The Reflective Executive and the Road to Human Flourishing: Intelligence, Creativity and Moral Imagination.
By President Gayle D. Beebe, Ph.D.
As we continue to pursue our aspiring edge, we’re launching new programs and initiatives at Westmont. We look forward to completing the Keith Center on Anapamu Street in downtown Santa Barbara, which will house programs in nursing, theology, economics and media.
I’ve started a podcast, The Reflective Executive, to explore the kind of internal dialogue that undergirds wise leadership and leads to self-correction. Drawing from a philosophy shaped by my reading and influential mentors, I invite listeners to adopt the daily discipline of reflection: reviewing what has happened, preparing for what lies ahead and cultivating awareness of the people and responsibilities I’ll encounter.
In June, I announced Westmont’s formal engagement with the Global Flourishing Project, and we’ve committed to tracking and reflecting on flourishing through its six dimensions in the years ahead.

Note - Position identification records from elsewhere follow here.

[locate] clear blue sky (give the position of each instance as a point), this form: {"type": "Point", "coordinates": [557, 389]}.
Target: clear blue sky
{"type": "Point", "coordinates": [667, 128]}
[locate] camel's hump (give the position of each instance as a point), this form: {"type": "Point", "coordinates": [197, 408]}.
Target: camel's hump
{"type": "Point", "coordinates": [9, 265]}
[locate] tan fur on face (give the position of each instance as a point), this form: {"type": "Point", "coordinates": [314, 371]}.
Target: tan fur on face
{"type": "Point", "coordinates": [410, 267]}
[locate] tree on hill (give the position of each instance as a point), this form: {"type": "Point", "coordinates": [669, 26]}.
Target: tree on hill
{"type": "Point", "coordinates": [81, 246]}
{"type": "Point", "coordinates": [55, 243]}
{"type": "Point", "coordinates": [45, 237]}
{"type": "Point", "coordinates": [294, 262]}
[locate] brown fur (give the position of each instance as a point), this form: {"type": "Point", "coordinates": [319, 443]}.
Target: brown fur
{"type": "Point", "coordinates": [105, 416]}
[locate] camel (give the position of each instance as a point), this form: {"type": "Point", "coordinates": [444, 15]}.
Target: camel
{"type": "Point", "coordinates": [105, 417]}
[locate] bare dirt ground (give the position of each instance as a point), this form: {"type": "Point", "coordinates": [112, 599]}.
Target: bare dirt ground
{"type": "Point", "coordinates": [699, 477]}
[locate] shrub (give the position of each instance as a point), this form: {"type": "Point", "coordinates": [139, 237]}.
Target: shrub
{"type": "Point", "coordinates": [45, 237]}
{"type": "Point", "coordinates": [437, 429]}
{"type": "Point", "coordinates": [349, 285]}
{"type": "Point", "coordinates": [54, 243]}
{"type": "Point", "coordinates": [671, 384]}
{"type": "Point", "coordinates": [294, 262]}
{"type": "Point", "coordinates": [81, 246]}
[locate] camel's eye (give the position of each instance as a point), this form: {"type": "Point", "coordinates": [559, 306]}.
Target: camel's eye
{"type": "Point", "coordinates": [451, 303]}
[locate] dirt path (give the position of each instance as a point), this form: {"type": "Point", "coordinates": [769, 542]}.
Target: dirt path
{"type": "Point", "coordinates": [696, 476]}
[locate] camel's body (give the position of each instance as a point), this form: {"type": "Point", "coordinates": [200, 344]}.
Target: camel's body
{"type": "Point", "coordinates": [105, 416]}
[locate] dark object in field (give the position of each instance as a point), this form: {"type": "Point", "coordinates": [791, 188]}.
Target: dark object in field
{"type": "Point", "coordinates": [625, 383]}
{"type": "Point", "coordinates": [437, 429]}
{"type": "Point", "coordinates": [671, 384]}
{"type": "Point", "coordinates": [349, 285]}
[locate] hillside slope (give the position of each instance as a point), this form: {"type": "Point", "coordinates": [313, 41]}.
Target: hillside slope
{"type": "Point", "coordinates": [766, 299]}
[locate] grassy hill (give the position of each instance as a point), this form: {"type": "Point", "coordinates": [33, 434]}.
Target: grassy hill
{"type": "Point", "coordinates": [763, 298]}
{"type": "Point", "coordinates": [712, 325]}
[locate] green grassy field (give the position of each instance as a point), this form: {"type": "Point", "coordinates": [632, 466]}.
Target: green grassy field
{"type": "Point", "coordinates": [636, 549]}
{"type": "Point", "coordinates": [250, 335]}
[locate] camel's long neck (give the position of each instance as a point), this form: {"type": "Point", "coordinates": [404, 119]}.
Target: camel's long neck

Considering a broader historical context, Simone Weil and T. S. Eliot both questioned what kind of moral and philosophical vision could help rebuild a fractured world amidst the chaos of World War II. Their insights — especially Eliot’s warning that “they had the experience, but missed the meaning” — serve as a caution and a call. Leaders must not only act but also interpret their experience in ways that promote growth, wisdom and human flourishing.
The Global Flourishing Study, a landmark, five-year research initiative by Harvard and Baylor Universities, seeks to define and measure the essential components of human flourishing. Building on Martin Seligman’s foundational work in positive psychology, the study surveys 200,000 participants in 22 countries, identifying six dimensions of well-being that form a comprehensive vision of thriving both personally and socially.
The first domain, happiness and life satisfaction, grows out of autonomy and competence. People flourish when their work aligns with their values and they feel trusted to contribute meaningfully. It’s important to create environments that combine freedom and accountability, just as Red Poling of Ford Motor Company empowered employees by setting clear goals and giving workers the freedom to achieve them creatively.
Second, flourishing depends on physical and mental health, not as freedom from hardship but as resilience in the face of it. Creativity often coexists with difficulty, making life’s burdens essential to growth instead of obstacles. Resilience requires cognitive flexibility, emotional regulation and belief in the ability to respond well to adversity.
The third element, meaning and purpose, helps us see that our life matters and connects to enduring goals. Viktor Frankl observed that suffering becomes bearable when it serves a meaningful purpose. People with a strong sense of purpose report greater happiness and cope better with life’s challenges, especially when contributing to something larger than themselves.
The fourth domain, character and virtue, includes moral development and pursuing the good life. Socrates and Aristotle addressed these issues, and it remains important to help people wrestle with questions of goodness through personal reflection as well as education, community and mentoring.
Fifth, well-being requires close and positive social relationships. With humans wired for connection, deep, supportive relationships represent some of the strongest predictors of happiness and longevity. Religious communities play an important role in fostering this kind of belonging, with strong evidence linking regular participation with lower depression, greater meaning and stronger civic life.
Finally, financial and material stability provides the practical foundation for flourishing. While
prosperity alone fails to guarantee fulfillment, the absence of economic security generates stress and disorientation. Flourishing requires a balance: enough stability to reduce anxiety paired with purpose and perspective that rise above material concerns.
To flourish, we must become self-aware so we can self-regulate. A simple Venn diagram illustrates this process: intelligence born of education and guided experience, creativity born of innovation and strategic risk-taking, and moral intelligence born of empathy and emotional insight. These intersecting qualities form the foundation of reflective leadership.
Educators shaped my thinking and character — from Robert Gundry’s biblical insight to Peter Drucker’s practical genius. These mentors encouraged me to become more fully myself through rigorous learning and reflection. The moral philosopher and novelist Iris Murdoch took me deeper through her concept of attention, borrowed from Simone Weil: a just and loving gaze that slowly reorients our perceptions. Murdoch believed that moral change begins with seeing others rightly, especially when ego and self-deception distort our view. This vision aligns with reflections by Simone Weil, T. S. Eliot and others who sought to rebuild society by recovering a sense of moral and spiritual purpose.
I consider the cultivation of moral character to be the only durable foundation for statecraft. Leaders must become inwardly transformed to lead communities toward genuine flourishing. How do we accomplish this? The parables of Jesus offer a powerful tool for personal transformation. They disrupt our assumptions and force us to shift perspective, inviting us to see from multiple vantage points as we cultivate self-examination. We must avoid quick conclusions and develop the humility required to ask, “What am I missing?” Beauty and storytelling can awaken grace, humility and moral clarity. The parables — and the moral imagination they inspire — call us to inner conversations that lead to self-correction. Human flourishing requires this kind of spiritual realism: seeing others as independent centers of reality and cultivating institutions that serve the common good.